SFRUTTAMENTO PROSTITUZIONE IN CINA

Un
recente rapporto delle Nazioni Unite calcola che le prostitute cinesi assommino
a circa 6 milioni. Lo Stato vorrebbe redimerle ma in realtà le sfrutta e ci
guadagna con una forma di carcerazione che le obbliga a lavorare senza
retribuzione, anzi; facendo loro pagare il vitto, gli esami medici, giaciglio,
lenzuola e altri articoli essenziali come sapone e assorbenti igienici. Le
donne passate attraverso alcuni dei 200 penitenziari e riformatori del Paese
parlano di spese onerose e di violenze per mano dei secondini. L’ambiguo
sistema penale cinese per le prostitute prevede “detenzione e istruzione” e la
rieducazione avviene per mezzo del lavoro forzato. Gli istituti penali gestiti
dal ministero della Pubblica Sicurezza trattengono le donne anche per due anni,
spesso facendole lavorare sette giorni alla settimana, senza salario, facendo
loro fabbricare giocattoli, bastoncini usa e getta, pannolini per cani, tutti
articoli destinati per lo più all’esportazione. In penitenziari simili vengono
rinchiusi anche i clienti delle prostitute, ma in numero di gran lunga
inferiore, come risulta dal rapporto pubblicato a dicembre dagli attivisti di Asia Catalyst. Mascherato da sistema per
la rieducazione femminile, il settore della detenzione e dell’istruzione delle
donne carcerate – tra le 18 mila e le 28 mila all’anno –  risulta estremamente redditizio.

 

La
Commissione

 

1.    Non
ha nulla da dire sui prodotti che vengono esportati in Europa e che sono
fabbricati dalla prostitute senza retribuzione incarcerate nei penitenziari?

2.    Non
considera che tale situazione è analoga a quella delle esportazioni fabbricate
nei “laogai”?

3.    A
parte la questione dei diritti umani, che pur ha la sua importanza, non ritiene
che questo modo di fare contravvenga agli elementari principi su cui si regge
il commercio internazionale?

Non ritiene di prendere iniziative per negoziare
con il governo cinese il rifiuto di importare prodotti fabbricati dalle
prostitute con il lavoro forzato?

IT

E-002209/2014

Risposta di Karel De Gucht

a nome della Commissione

(15.4.2014)

 

La Commissione è molto preoccupata per le notizie
relative ad alcune pratiche in uso nel sistema carcerario cinese e per la
supposta importazione dalla Cina di beni prodotti facendo ricorso a quello che
può essere definito come lavoro forzato e lavoro forzato di detenuti.

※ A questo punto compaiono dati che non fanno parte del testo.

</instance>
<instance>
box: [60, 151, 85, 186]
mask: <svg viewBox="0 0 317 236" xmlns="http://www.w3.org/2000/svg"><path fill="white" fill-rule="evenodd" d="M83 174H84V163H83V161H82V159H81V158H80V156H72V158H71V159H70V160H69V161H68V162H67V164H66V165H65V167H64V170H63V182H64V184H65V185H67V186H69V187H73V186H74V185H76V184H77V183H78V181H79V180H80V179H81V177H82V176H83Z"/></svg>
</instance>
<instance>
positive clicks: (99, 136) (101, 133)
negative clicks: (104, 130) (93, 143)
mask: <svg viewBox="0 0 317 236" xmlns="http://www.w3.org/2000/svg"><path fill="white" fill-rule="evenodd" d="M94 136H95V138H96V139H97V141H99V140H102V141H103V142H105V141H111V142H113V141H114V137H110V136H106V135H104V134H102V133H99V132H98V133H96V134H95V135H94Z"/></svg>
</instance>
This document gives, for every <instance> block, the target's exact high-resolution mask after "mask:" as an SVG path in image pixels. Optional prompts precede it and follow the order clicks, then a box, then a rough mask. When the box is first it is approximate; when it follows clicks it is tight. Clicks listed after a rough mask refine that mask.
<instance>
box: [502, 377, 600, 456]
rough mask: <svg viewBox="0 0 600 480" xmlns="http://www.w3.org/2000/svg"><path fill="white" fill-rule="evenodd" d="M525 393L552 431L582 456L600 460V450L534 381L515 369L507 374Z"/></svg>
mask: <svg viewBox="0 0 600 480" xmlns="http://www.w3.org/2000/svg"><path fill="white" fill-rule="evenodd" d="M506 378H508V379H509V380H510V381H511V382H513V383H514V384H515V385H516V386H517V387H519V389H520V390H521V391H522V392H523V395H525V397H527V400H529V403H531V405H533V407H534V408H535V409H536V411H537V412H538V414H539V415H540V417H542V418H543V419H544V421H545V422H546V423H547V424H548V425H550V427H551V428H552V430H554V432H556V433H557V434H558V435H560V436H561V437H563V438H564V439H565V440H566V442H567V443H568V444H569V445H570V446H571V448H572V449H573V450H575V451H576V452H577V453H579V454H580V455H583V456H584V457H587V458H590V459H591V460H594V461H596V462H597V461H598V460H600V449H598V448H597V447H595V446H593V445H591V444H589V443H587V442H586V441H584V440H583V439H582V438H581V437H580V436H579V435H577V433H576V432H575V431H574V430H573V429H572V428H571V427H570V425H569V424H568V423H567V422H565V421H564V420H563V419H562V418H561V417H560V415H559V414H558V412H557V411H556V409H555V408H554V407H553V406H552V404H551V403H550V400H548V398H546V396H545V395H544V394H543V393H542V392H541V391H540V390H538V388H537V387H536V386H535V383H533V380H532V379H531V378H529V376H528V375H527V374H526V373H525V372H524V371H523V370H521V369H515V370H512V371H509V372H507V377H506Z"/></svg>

Le
notizie riguardano, tra l’altro, i casi che si verificano nei centri di
custodia ed educazione per le prostitute e i loro clienti e i casi di rieducazione
nei campi di lavoro cui l’Onorevole parlamentare fa riferimento.

 

Si riferisce di abusi in tutti i tipi di sistemi di
detenzione cinesi. La mancanza di trasparenza non consente di avere un quadro
completo della situazione, né di distinguere tra i beni prodotti attraverso il
lavoro forzato e quelli prodotti in modo legittimo.

 

La Commissione prega di fare riferimento alle
precedenti risposte sulle attività del gruppo di coordinamento interservizi
creato per esaminare tali questioni o relative ai casi in cui l’Unione europea
ha sollevato il problema con le autorità cinesi (ad esempio, E-002019/2013 e E-007894/2013).